Kendimiz olamamaktan ölürüz. Kendimiz olabilsek, yalnız kalır yine ölürüz. Neden kendimiz olamıyoruz peki? Kolay mı geliyor? İnsanların kabına sığıp hapsolmayı seçiyoruz da, şeklimiz şemalimiz değişiyor da neden kendimiz olmayı bir türlü seçemiyoruz?
Korkuyoruz belki, korku bizi insanlara itiyor. En derin boşluklarda yalnız kalmayı, kendimiz olmayı beceremediğimiz için korkuyoruz. Korkuyoruz da liman niyetine sığınıyoruz insanlara.
Aşk diyor ” bağzıları” buna. Oysa kendini kaybettiren hangi aşk iyi niyetlidir? Hangi aşk, aklımızı kalbimizi esir alarak bizi özgür kılabilir. Hangi aşk bizi kendimiz yapabilir?
Aşk gidiyor! Aşk geriye bakmadan terk ediyor bizi ve biz yalnız kalmaktan korktuğumuz için dostlarımıza, ailemize ve yine aşka sığınıyoruz. Başka kollara kucak açıp, en derin hislerimizi başka bedenlerde bastırıp insanlığımızı yitiriyoruz. Ve yine kendimizi bulamıyoruz.
Kayboluyoruz. Ruhumuzun” varlığı” bizi kaybediyor.
Şarkılar mı yoksa bizi kendimiz yapamayan? Olmasaydı şarkılar. Güzel sesler, sözler, müzikler olmasaydı? Çirkin olsaydı her şey. Evet evet Bence şarkılar olmamalıydı, sesler çirkin, müzikler yok olmalıydı. Ya da ruhumuz, ruhumuz zarar… Beden varken akıl yeterdi…
Yetinmeyi bilir mi insan? Bir kadın dolabını açtığında ” yeterince kıyafetim var” diyebilir mi? Bir erkek ” başka bir kadına bakmaya ihtiyacım yok” diyebilir mi? Bir çocuk ” ne çok oyuncağım var” diyebilir mi?
Deseydik, fazlasına ihtiyaç duymasaydık ”Kendimize de” yetebilirdik.

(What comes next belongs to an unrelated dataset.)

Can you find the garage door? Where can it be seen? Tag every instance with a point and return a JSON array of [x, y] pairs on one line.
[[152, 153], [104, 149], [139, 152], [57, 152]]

Gecenin, yalnızlığa eşlik eden sigaranın, dumanı üstünde çayın ve ” kendimizin” tadını ne verebilir bize?
Kendimize yettikten sonra insanları ” ihtiyaç” olarak değil, aynı evrende yaşadığımız, bize bahşedilen duyguları ” paylaştığımız” varlıklar olarak görebilsek kendimiz olmayı en çok o zaman becerebilirdik.
Kendin olmak ”Zordur.” Kendini bulduktan sonra geri dönmesi ise daha zordur. Kendin olmak ” güçtür” ve kimse güçsüz olmayı istemez.